Christmas Spirit in Space and Time, Part 1 of 5

Our friend, Rick Pearcey, has written a splendid and fresh reflection about Christmas which we believe you will find engaging and stretching.  We are happy to post it here, in five installments, from its original publication at the Pearcey Report. The entire article is available here, subtitled, Good News Confronts Cults of Faith, Secularism, Religion, and Politics.

The joyous Christmas season has become increasingly secular, religious, and fragmented, helping make the most wonderful time of the year perhaps also the most manipulative. We celebrate, and that is good, even healing. And given the hectic pace of life in America, there is much to admire in our ability to rise to the occasion of Christmas festivity every December.
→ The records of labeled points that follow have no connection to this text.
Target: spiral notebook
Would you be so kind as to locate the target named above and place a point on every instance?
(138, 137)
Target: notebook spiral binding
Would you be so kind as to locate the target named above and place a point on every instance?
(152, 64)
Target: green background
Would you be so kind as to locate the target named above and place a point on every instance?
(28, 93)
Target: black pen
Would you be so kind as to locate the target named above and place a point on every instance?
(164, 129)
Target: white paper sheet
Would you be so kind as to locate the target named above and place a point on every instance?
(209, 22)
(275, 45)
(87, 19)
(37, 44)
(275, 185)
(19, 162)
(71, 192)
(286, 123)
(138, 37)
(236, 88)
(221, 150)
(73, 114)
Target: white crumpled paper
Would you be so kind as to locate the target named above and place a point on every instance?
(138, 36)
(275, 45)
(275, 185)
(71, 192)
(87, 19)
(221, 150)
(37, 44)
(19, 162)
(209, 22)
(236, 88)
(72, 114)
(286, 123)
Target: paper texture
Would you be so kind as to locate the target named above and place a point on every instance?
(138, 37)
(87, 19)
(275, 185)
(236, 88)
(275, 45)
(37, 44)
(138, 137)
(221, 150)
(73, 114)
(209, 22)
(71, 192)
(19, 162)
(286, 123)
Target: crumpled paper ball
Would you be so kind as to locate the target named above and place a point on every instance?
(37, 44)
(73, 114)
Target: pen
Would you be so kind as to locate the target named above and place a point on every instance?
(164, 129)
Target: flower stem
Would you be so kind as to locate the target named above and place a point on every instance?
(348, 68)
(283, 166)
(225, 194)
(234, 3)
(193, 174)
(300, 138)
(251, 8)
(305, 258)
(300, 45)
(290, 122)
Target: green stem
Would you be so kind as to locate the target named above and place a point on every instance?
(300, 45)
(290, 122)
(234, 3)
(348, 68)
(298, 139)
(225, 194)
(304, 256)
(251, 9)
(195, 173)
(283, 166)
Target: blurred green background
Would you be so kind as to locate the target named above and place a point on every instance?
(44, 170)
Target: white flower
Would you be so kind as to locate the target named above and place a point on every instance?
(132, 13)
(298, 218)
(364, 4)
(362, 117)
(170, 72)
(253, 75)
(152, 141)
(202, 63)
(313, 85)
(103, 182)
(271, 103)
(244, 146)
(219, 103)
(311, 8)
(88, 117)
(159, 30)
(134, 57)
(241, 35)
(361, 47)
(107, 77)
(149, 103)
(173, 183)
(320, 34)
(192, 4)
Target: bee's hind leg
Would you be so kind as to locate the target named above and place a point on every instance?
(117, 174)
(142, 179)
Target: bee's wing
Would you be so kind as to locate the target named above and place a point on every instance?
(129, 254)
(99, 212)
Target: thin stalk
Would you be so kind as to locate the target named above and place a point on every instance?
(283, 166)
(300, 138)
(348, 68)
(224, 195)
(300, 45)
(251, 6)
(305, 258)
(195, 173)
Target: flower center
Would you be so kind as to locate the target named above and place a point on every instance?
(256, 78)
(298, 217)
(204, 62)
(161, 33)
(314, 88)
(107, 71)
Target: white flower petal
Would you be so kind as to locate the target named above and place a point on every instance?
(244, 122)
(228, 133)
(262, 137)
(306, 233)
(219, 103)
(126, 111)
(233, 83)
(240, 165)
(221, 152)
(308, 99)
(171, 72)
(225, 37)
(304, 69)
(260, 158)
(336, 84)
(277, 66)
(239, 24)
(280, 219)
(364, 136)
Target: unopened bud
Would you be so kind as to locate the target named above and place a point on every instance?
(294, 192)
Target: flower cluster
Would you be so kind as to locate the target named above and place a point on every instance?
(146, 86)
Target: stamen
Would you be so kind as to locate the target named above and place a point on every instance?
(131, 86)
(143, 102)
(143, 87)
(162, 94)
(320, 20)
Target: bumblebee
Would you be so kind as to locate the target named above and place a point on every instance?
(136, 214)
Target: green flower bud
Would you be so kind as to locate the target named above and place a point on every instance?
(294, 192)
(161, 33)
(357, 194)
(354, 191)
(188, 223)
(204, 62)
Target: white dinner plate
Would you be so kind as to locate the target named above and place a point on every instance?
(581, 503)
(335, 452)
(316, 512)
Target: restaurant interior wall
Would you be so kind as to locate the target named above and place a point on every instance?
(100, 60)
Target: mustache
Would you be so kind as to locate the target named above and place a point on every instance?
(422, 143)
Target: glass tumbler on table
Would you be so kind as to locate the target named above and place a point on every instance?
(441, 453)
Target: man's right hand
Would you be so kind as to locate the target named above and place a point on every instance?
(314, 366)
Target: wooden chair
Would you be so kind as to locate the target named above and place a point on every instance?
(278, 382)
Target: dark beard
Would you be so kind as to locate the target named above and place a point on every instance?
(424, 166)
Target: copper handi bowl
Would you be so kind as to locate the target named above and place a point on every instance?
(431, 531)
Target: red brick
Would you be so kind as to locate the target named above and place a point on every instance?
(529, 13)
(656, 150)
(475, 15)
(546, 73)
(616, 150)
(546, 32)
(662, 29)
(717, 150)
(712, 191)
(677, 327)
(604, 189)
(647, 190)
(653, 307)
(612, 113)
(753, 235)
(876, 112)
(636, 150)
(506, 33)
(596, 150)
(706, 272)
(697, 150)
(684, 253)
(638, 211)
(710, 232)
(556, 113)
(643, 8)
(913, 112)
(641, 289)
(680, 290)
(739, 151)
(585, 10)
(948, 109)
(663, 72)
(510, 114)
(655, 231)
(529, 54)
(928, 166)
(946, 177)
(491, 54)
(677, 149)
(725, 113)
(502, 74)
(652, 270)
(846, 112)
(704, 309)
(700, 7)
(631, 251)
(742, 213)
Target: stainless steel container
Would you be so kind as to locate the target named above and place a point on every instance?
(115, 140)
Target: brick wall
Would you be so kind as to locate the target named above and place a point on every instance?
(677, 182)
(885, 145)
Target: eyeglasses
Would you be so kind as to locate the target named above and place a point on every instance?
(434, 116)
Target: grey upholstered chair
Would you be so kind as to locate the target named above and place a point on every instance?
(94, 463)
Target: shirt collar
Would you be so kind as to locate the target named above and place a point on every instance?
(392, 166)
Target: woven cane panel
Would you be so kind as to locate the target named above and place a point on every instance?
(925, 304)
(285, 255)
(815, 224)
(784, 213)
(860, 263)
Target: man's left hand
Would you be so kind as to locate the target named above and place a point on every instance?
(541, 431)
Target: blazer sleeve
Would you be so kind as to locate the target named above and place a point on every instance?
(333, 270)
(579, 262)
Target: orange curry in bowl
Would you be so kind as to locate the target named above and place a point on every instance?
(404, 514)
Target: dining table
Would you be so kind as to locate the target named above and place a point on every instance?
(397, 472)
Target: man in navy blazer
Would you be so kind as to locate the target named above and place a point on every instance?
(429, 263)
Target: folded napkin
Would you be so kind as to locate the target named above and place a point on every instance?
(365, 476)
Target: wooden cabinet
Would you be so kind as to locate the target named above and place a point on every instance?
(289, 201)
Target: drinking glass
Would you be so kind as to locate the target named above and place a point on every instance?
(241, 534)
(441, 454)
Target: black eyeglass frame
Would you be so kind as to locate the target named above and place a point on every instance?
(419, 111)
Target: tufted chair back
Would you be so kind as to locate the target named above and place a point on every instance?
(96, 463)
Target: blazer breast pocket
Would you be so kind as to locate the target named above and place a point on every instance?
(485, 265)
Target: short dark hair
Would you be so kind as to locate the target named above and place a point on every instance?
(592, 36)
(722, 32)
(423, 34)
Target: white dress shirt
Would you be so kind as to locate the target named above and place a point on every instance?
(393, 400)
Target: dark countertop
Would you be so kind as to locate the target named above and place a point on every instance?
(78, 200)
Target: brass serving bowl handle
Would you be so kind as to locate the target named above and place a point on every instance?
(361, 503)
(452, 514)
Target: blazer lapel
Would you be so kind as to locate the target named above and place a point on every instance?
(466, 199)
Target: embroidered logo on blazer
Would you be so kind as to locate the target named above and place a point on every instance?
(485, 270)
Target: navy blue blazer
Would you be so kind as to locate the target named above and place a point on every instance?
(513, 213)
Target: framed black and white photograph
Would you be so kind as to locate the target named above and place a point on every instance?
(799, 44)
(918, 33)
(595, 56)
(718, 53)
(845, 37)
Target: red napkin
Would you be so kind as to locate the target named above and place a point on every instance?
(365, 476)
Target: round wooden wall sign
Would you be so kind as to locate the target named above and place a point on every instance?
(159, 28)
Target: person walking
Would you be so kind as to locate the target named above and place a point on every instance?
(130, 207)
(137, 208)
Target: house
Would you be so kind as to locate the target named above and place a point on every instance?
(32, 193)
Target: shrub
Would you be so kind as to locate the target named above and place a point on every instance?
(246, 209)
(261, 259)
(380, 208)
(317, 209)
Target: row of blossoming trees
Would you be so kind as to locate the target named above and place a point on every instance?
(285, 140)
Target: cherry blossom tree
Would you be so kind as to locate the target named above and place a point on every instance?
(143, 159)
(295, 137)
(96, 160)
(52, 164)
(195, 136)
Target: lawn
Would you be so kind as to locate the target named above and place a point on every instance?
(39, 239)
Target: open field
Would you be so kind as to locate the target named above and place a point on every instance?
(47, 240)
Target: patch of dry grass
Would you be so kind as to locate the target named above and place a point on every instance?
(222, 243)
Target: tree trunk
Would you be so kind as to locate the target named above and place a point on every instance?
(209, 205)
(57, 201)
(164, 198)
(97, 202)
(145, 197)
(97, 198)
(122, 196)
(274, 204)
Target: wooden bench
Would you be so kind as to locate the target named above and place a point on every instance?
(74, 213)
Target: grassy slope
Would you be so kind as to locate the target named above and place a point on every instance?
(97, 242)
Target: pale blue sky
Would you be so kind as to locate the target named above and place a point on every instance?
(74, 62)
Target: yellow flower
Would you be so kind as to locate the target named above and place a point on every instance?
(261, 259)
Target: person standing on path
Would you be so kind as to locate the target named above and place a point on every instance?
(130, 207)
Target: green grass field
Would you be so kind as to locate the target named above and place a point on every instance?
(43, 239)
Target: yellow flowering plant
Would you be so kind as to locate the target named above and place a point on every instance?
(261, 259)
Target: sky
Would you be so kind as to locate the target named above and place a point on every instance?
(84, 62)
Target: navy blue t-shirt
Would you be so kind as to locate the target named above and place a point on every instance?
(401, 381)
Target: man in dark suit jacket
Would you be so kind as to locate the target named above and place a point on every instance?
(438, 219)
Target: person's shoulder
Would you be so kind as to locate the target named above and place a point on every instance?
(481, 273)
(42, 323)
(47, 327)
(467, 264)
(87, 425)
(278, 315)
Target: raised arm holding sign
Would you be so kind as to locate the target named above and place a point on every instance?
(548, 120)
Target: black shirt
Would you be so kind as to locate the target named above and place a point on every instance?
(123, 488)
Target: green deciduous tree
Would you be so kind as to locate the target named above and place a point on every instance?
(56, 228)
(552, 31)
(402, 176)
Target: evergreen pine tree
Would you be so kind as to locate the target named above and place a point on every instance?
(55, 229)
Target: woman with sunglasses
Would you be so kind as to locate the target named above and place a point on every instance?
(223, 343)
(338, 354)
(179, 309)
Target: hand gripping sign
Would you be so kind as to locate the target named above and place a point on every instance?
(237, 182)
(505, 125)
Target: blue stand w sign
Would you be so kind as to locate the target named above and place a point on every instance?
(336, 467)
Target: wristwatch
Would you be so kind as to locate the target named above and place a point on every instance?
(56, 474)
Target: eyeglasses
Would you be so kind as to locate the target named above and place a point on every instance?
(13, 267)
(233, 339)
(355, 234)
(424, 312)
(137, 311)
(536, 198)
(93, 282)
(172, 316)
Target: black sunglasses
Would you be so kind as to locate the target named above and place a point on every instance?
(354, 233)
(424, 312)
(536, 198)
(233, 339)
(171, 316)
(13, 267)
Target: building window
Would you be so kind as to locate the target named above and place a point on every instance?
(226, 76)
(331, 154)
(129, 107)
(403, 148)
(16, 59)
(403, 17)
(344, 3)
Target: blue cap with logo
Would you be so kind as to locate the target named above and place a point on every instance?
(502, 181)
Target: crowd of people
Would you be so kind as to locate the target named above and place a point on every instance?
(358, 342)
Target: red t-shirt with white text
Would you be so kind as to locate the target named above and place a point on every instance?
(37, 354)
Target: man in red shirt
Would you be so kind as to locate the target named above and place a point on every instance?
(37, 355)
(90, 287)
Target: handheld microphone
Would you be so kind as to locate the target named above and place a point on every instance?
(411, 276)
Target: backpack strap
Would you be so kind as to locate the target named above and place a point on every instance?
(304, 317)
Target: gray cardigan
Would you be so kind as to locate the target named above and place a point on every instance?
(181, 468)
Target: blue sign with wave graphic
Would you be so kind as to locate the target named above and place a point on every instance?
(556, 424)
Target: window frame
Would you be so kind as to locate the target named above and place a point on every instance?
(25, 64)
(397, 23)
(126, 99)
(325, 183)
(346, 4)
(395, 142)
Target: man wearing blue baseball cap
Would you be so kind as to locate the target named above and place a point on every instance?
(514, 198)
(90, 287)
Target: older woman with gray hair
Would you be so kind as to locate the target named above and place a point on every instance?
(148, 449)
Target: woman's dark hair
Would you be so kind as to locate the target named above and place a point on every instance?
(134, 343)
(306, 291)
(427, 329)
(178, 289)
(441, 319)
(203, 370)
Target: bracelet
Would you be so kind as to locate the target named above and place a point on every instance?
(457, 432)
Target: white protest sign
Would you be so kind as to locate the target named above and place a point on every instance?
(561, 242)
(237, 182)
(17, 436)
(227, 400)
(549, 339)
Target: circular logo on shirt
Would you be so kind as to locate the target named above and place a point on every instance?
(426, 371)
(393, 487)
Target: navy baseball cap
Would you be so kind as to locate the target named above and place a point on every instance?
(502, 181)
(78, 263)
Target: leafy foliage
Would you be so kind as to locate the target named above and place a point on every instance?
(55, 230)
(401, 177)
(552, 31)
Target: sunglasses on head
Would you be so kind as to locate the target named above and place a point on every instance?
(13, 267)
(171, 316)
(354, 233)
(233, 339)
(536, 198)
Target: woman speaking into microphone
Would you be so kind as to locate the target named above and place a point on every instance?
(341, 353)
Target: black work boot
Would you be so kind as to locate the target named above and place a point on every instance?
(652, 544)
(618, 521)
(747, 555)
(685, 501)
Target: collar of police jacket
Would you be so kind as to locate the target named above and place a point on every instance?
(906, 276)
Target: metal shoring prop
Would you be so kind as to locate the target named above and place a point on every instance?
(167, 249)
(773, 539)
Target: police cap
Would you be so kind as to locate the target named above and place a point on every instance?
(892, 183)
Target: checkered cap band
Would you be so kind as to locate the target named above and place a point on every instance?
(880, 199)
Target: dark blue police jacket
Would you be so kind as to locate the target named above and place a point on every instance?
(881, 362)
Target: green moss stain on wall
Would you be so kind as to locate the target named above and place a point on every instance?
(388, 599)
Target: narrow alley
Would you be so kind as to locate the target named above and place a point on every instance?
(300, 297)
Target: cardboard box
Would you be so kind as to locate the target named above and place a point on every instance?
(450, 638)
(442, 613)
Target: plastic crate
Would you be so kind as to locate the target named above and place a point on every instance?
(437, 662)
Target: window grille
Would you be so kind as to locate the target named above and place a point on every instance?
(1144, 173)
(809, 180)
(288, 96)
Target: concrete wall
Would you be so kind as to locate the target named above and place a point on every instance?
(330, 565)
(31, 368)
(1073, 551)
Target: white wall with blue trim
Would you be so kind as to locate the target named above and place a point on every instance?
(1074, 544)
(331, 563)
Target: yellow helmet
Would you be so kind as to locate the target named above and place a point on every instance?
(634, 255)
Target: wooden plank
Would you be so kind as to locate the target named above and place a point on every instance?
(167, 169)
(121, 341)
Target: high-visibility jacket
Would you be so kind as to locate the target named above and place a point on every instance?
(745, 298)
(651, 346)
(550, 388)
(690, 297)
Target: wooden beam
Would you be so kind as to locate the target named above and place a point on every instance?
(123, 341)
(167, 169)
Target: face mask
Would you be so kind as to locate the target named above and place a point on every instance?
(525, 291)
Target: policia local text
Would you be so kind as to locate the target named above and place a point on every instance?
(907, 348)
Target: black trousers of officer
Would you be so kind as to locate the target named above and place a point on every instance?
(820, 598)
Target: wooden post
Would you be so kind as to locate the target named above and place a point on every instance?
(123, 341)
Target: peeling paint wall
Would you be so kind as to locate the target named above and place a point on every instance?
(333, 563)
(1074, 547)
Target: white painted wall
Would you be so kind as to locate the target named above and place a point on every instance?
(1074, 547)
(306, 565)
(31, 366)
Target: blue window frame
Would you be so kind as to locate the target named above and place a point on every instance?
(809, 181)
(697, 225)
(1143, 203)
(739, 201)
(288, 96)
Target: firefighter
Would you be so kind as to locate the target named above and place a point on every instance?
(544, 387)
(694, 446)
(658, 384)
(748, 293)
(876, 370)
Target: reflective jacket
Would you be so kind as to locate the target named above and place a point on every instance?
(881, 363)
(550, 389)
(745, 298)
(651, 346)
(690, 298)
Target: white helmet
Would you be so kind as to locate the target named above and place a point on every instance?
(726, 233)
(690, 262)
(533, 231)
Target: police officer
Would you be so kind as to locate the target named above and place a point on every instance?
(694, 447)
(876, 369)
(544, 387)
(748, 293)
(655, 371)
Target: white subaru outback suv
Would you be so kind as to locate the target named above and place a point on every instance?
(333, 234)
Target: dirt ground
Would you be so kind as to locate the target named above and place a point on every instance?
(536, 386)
But on a deeper level, the awe and cheer that attend a Holy Night and a Christmas Day seem more than ever to rest upon cultural understandings weak and eroding. Consider how fact today is alienated from meaning, “faith” from life, spirit from matter, and wonder from the real things of life in a searching, troubled world. The optimism of a new beginning in a New Year fades when we lose touch with secure points of reference by which to measure hope and find comfort in progress. Power elites employ malleable symbols of religion and politics to manipulate money and masses towards results that overturn the original content of words and action rooted in history.

There is a remedy for this, and it is found in the humane and concrete realities of the events that started it all some 2,000 years ago. This series of reflections comprise a kind of Christmas and New Year’s debriefing related to information given in Luke 2, where familiar but revolutionary words await: “And the shepherds returned, glorifying and praising God for all they had heard and seen, as it had been told them” (Luke 2:20).

What Luke gives us is part of a narrative that has comforted many millions of people around the world and throughout history. And yet, in this passage is no mere comfort. For in it is a cosmos of light and humanity that challenges settled expectations about what many regard as normal life in enlightened society. To help us unpack something of the power of this passage, let’s consider each of its four elements in turn.